In this work, we present an application of a policy gradient algorithm to a real-time robotic learning problem, where the goal is to maximize the average lift generation of a dynamically scaled robotic wing at a constant Reynolds number (Re). Compared to our previous work, the merit of this work is two-fold. First, a central pattern generator (CPG) model was used as the motion controller, which provided a smooth generation and transition of rhythmic wing motion patterns while the CPG was being updated by the policy gradient, thereby accelerating the sample generation and reducing the total learning time.
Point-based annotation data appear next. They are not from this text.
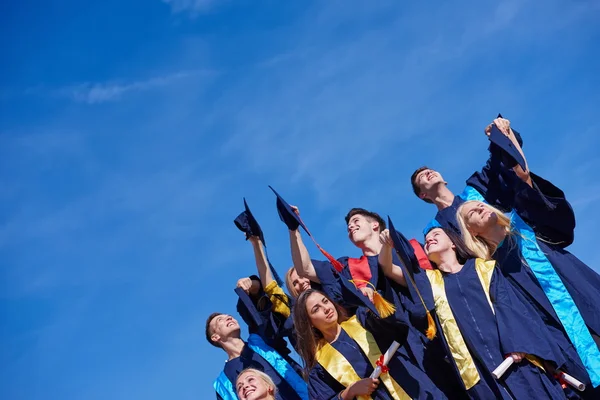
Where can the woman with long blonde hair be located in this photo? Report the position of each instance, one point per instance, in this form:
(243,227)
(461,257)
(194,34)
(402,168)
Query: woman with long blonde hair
(529,246)
(252,384)
(340,353)
(476,310)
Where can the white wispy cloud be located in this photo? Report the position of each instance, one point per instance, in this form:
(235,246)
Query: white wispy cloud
(94,93)
(193,7)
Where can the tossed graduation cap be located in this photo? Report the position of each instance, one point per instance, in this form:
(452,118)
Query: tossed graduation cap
(287,214)
(354,296)
(507,146)
(409,260)
(293,221)
(249,225)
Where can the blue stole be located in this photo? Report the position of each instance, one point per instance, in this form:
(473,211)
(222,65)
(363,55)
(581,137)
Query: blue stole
(559,297)
(553,287)
(225,389)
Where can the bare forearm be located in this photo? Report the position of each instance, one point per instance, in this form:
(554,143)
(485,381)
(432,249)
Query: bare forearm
(390,270)
(262,264)
(301,258)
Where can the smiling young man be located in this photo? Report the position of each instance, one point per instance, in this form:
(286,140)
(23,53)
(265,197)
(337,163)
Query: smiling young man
(363,228)
(223,331)
(495,182)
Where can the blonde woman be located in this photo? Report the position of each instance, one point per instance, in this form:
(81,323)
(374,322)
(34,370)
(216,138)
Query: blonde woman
(477,311)
(340,353)
(529,247)
(253,384)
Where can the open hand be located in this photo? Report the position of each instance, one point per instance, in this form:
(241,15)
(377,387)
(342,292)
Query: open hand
(364,387)
(245,284)
(367,291)
(385,238)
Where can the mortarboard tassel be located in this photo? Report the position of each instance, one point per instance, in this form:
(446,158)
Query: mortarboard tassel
(384,307)
(397,238)
(336,264)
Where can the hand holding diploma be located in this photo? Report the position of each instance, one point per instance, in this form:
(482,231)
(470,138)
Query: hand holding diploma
(386,359)
(517,357)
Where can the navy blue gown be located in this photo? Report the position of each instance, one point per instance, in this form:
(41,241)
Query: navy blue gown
(402,367)
(425,353)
Second, the kinematics included three degrees of freedom (stroke, deviation, pitching) and were also free of half-stroke symmetry constraint, together they yielded a larger kinematic space which later explored by the policy gradient to maximize the lift generation. The learned wing kinematics used the full range of stroke and deviation to maximize the lift generation, implying that the wing trajectories with larger disk area and lower frequencies were preferred for high lift generation at constant Re. Furthermore, the wing pitching amplitude converged to values between $45^{\circ}-49^{\circ}$ regardless of what the other parameters were. Notably, the learning agent was able to find two locally optimal wing motion patterns, which had distinct shapes of wing trajectory but generated similar cycle-averaged lift.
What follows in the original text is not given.